日本と台湾の民間交流窓口「亜東関係協会」の彭栄次・元会長。橋本竜太郎元首相をはじめ日本政官界の中枢人脈を篭絡した彼の諜報活動の一端を振り返る。

「明徳小組」の責任者

彼と初めて会ったのは、筆者が共同通信の初代台北支局長として台湾に赴任する直前の1998年夏。台北のホテルで開かれた講演会で会い、しばらく話をした。
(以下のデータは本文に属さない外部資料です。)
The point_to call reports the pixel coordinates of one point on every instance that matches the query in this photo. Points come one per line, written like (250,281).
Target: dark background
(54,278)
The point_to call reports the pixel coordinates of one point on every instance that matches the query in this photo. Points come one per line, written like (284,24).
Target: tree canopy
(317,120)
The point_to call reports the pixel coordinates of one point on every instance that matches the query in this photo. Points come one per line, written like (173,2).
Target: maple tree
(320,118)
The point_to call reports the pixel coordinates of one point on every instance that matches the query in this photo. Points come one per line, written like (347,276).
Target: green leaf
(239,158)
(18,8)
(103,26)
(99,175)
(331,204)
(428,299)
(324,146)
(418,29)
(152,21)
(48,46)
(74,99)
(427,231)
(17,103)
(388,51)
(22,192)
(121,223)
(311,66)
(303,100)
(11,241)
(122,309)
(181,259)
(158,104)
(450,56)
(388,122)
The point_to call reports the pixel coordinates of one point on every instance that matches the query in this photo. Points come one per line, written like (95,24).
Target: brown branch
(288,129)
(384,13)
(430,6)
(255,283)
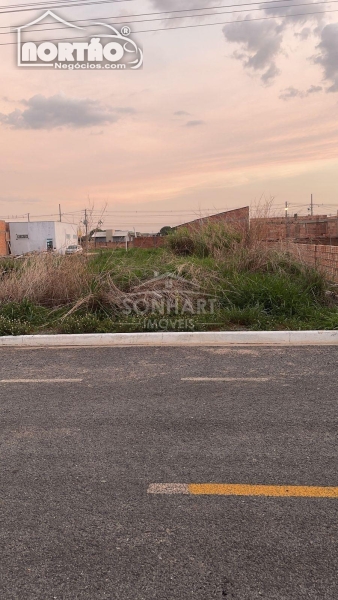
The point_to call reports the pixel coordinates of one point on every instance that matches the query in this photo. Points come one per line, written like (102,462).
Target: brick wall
(148,242)
(324,258)
(306,227)
(237,218)
(3,244)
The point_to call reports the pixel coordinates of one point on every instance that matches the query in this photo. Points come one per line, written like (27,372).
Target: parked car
(76,249)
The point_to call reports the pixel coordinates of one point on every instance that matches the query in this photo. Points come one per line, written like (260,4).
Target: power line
(162,12)
(195,25)
(194,16)
(54,4)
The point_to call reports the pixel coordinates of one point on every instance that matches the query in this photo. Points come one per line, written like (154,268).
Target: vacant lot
(217,280)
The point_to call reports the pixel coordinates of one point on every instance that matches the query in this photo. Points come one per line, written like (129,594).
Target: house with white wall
(40,236)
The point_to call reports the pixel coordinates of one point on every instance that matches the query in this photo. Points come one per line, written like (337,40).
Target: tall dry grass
(45,279)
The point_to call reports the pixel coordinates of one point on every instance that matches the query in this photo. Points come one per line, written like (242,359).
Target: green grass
(250,290)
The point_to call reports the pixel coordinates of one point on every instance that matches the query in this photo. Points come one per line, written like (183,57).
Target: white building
(40,236)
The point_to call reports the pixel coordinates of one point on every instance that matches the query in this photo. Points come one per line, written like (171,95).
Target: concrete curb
(210,338)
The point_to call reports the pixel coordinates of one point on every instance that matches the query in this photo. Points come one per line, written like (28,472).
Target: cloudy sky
(219,117)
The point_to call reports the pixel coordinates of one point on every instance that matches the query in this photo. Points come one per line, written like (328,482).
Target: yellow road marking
(260,379)
(226,489)
(235,489)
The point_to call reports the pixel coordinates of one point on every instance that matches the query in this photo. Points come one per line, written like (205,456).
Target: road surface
(88,433)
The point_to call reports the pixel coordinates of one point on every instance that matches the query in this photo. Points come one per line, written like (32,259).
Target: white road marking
(40,380)
(197,379)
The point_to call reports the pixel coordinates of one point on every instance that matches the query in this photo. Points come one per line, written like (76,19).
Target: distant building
(237,218)
(41,236)
(112,236)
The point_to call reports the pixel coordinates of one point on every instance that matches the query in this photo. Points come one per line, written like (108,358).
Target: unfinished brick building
(319,229)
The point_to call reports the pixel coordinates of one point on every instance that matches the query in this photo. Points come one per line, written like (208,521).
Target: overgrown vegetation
(210,278)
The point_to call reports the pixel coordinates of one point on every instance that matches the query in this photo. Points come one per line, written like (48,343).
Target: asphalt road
(77,459)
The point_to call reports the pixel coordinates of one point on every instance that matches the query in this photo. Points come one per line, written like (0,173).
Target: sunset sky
(218,117)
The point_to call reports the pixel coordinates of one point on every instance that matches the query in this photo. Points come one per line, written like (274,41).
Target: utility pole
(286,220)
(85,222)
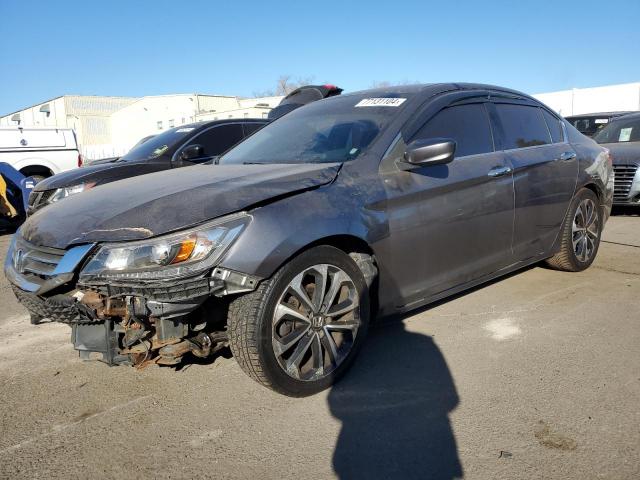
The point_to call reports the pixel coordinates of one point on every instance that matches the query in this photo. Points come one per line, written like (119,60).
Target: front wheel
(580,234)
(300,330)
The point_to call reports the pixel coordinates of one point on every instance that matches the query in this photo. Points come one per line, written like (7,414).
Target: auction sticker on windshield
(380,102)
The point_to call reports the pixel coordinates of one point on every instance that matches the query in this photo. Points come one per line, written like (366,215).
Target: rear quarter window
(555,129)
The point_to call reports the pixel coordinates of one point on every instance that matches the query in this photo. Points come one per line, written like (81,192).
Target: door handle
(566,156)
(499,171)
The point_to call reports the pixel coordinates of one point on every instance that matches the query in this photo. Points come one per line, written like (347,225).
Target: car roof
(433,88)
(208,123)
(599,114)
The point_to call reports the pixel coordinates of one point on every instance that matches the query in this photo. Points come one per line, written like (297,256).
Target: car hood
(624,153)
(101,173)
(163,202)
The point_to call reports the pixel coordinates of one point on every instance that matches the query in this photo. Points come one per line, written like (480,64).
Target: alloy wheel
(315,322)
(585,230)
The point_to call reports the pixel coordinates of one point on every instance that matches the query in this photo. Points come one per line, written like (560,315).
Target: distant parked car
(39,152)
(622,138)
(182,146)
(591,123)
(100,161)
(14,192)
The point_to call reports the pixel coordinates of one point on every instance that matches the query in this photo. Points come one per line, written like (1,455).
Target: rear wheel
(580,235)
(300,330)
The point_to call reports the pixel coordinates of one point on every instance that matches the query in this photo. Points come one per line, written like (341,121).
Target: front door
(545,175)
(453,223)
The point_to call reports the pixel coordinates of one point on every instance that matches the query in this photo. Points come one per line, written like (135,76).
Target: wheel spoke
(293,364)
(320,273)
(330,347)
(577,236)
(351,326)
(338,279)
(317,359)
(284,311)
(299,292)
(583,246)
(342,308)
(283,344)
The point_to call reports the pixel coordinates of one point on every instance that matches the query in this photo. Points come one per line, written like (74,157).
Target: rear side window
(218,140)
(554,126)
(522,126)
(468,125)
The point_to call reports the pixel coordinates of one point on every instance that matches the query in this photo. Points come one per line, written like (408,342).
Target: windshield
(620,131)
(158,145)
(338,129)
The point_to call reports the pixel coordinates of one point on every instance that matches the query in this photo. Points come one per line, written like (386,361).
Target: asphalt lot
(533,376)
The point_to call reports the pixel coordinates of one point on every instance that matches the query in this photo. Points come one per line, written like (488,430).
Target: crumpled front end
(126,321)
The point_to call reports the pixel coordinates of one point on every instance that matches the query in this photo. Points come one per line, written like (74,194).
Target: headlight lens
(180,254)
(65,192)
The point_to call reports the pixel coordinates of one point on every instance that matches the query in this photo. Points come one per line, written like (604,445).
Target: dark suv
(366,204)
(590,124)
(622,138)
(182,146)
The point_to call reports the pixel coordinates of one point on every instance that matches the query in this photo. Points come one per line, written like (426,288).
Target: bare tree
(284,85)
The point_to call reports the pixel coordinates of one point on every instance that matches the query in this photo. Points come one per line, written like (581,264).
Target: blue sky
(135,48)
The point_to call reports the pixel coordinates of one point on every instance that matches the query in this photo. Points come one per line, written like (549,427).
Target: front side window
(522,126)
(218,140)
(620,131)
(468,125)
(158,145)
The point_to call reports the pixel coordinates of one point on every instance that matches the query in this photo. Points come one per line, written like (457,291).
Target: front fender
(281,229)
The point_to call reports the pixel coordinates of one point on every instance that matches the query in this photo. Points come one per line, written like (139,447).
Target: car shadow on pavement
(394,406)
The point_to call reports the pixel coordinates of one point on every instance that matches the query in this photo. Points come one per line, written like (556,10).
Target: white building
(154,114)
(611,98)
(110,126)
(89,116)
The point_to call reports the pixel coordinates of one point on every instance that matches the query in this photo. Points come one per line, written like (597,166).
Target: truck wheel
(299,331)
(580,234)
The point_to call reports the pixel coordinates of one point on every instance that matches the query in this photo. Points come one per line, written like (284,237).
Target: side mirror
(192,152)
(434,151)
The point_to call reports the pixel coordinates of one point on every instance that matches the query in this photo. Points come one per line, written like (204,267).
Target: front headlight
(180,254)
(65,192)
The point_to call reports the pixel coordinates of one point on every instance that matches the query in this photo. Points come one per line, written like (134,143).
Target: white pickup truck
(39,152)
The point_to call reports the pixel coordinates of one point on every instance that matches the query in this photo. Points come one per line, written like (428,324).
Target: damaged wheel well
(360,252)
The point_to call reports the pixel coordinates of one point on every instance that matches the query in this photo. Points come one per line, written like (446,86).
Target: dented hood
(151,205)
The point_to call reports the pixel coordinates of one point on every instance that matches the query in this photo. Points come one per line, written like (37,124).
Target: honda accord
(352,207)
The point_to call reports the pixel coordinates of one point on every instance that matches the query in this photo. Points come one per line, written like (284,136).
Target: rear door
(545,173)
(453,223)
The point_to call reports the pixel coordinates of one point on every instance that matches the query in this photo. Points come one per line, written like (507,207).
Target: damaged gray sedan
(356,206)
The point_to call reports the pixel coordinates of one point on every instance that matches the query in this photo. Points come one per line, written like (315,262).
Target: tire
(577,257)
(260,324)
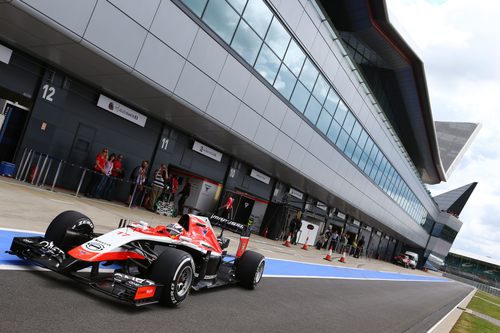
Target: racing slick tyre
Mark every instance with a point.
(174, 269)
(68, 220)
(250, 269)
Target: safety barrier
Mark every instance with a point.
(42, 170)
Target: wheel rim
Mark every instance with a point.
(184, 281)
(259, 272)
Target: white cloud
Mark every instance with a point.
(457, 41)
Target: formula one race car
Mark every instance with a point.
(153, 264)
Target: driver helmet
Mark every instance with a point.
(175, 229)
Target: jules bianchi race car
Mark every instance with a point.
(153, 264)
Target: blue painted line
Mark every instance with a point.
(277, 268)
(274, 267)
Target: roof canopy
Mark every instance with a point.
(395, 71)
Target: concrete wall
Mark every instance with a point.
(158, 42)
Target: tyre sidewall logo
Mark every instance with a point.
(94, 246)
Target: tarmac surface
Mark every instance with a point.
(295, 295)
(48, 302)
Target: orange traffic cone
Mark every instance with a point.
(288, 241)
(305, 246)
(342, 259)
(329, 255)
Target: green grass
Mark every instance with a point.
(489, 297)
(471, 324)
(483, 307)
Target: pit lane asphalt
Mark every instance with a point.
(48, 302)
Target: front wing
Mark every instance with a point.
(127, 288)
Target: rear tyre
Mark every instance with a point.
(68, 220)
(250, 269)
(174, 269)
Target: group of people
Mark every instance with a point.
(108, 168)
(339, 241)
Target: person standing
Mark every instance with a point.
(99, 165)
(138, 178)
(184, 194)
(159, 181)
(116, 173)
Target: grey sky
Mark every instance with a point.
(458, 42)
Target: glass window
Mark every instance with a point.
(258, 15)
(362, 161)
(357, 155)
(313, 110)
(350, 147)
(196, 6)
(285, 82)
(368, 167)
(356, 130)
(246, 43)
(324, 121)
(308, 75)
(321, 89)
(239, 5)
(363, 137)
(294, 58)
(341, 113)
(332, 101)
(368, 146)
(300, 97)
(277, 38)
(342, 140)
(222, 19)
(349, 122)
(267, 64)
(333, 131)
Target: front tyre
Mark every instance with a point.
(174, 269)
(250, 269)
(68, 220)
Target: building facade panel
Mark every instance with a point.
(123, 41)
(221, 76)
(169, 18)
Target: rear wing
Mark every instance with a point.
(225, 224)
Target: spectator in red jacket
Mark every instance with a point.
(99, 170)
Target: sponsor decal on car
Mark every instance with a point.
(94, 246)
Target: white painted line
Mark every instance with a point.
(347, 278)
(62, 201)
(446, 316)
(22, 230)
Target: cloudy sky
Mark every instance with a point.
(458, 41)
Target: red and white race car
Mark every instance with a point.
(153, 264)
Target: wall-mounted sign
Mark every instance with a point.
(260, 176)
(120, 110)
(207, 151)
(297, 194)
(5, 54)
(321, 206)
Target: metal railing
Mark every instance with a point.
(42, 170)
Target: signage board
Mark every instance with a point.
(207, 151)
(120, 110)
(260, 176)
(294, 193)
(321, 206)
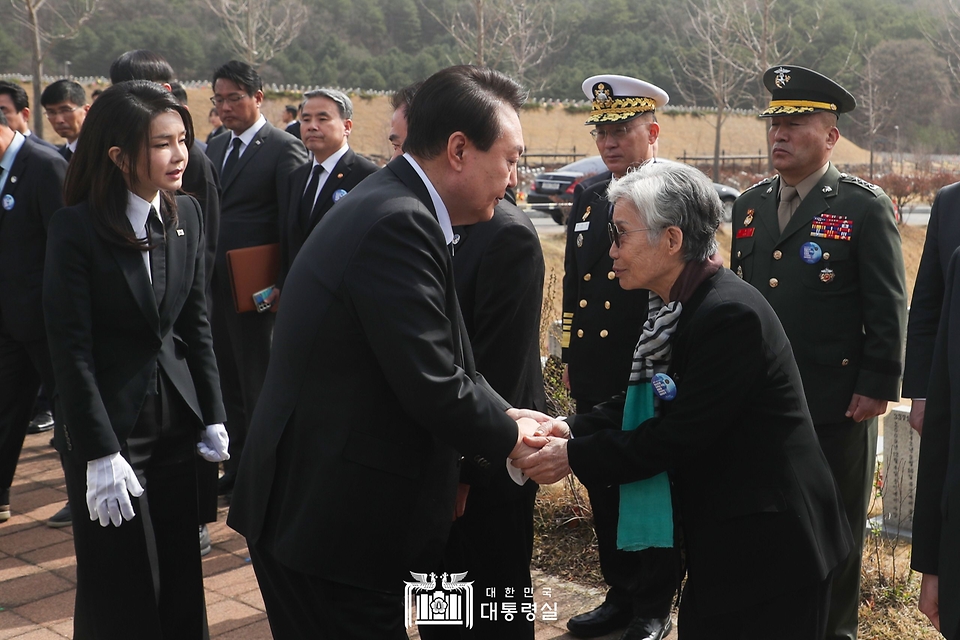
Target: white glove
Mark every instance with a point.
(214, 445)
(110, 481)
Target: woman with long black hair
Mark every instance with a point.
(138, 392)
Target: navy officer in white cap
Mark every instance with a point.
(601, 326)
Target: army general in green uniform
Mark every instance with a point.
(824, 249)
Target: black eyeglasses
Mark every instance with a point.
(615, 233)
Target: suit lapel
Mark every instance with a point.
(255, 145)
(816, 202)
(17, 172)
(325, 200)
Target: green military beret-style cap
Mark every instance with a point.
(796, 90)
(619, 98)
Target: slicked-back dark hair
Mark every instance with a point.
(120, 117)
(462, 98)
(141, 64)
(402, 98)
(18, 95)
(245, 76)
(63, 91)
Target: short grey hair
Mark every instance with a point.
(669, 194)
(339, 97)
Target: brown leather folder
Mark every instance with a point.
(252, 269)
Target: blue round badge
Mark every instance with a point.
(811, 253)
(663, 386)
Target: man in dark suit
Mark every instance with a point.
(372, 394)
(316, 186)
(601, 325)
(255, 163)
(936, 535)
(15, 105)
(31, 182)
(65, 105)
(499, 268)
(943, 237)
(824, 249)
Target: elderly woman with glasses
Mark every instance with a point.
(711, 442)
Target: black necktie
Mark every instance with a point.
(309, 196)
(231, 161)
(158, 257)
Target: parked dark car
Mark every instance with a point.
(552, 191)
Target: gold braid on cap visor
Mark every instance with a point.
(620, 109)
(778, 107)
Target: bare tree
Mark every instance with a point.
(258, 30)
(710, 56)
(522, 33)
(48, 22)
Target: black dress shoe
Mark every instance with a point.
(225, 484)
(43, 421)
(648, 629)
(605, 619)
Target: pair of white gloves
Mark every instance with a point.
(111, 480)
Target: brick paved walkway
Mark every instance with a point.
(38, 569)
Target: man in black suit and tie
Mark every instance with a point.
(350, 477)
(255, 162)
(65, 104)
(31, 182)
(15, 105)
(316, 186)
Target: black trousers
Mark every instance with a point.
(493, 542)
(645, 581)
(143, 579)
(241, 342)
(800, 614)
(23, 365)
(851, 451)
(301, 605)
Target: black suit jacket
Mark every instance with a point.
(943, 237)
(499, 270)
(936, 528)
(108, 337)
(346, 174)
(202, 181)
(601, 320)
(351, 464)
(250, 199)
(34, 192)
(759, 508)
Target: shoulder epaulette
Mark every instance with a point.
(766, 180)
(860, 182)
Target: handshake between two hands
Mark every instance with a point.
(541, 450)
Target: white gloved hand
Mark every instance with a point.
(110, 482)
(214, 445)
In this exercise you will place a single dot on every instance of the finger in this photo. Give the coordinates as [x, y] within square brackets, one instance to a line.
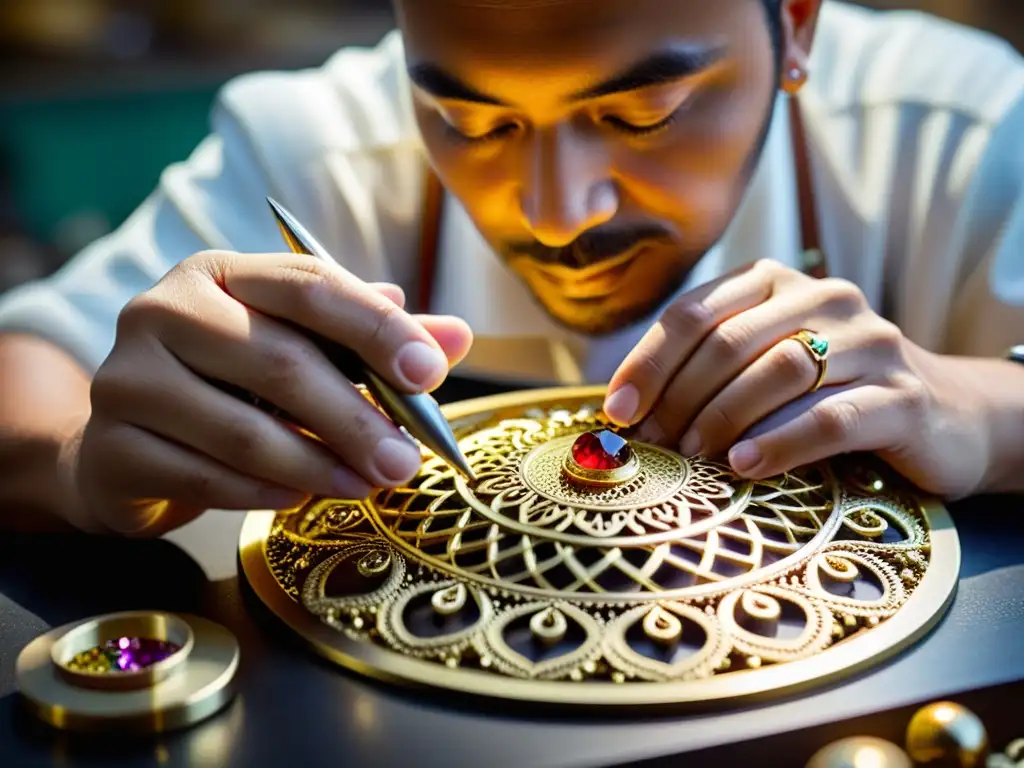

ビックリしたのは、中国語的なイントネーションがまったくない完ぺきな日本語だけではない。国際政治、経済についての豊富な知識と分析力に舌を巻いた。その後も彼とは定期的に会って取材し、2002年に台湾から帰任後も、時には電話を交えて、緊密に連絡を取り合った。

彭は台湾大学経済系を卒業後、金融機関勤務を経て「台湾運輸機械公司」に入った。2009年には亜東関係協会会長に就任したが、それは「表の顔」に過ぎない。李登輝側近として1994年から2000年にかけ、日米台3者の連携を強化するための諜報機関「明徳小組」の責任者の活動にこそ、彼の真骨頂がある。

「明徳小組」の秘密活動は2002年3月、台湾の週刊誌『壱週刊』と『中国時報』、香港紙『星島日報』がスクープした。活動目的について壱週刊は「軍・情報系統を通じてアメリカ、日本との実質的な関係、台米日三者をつなぐ秘密パイプをつくること」と書いた。

壱週刊によると、日本側メンバーには橋本龍太郎氏が首相退任(1998年7月)後に加わったほか、自衛隊「統合幕僚長」、内閣情報調査室長、公安調査庁および警視庁長官(経験者)など、軍・情報のトップクラスが入った。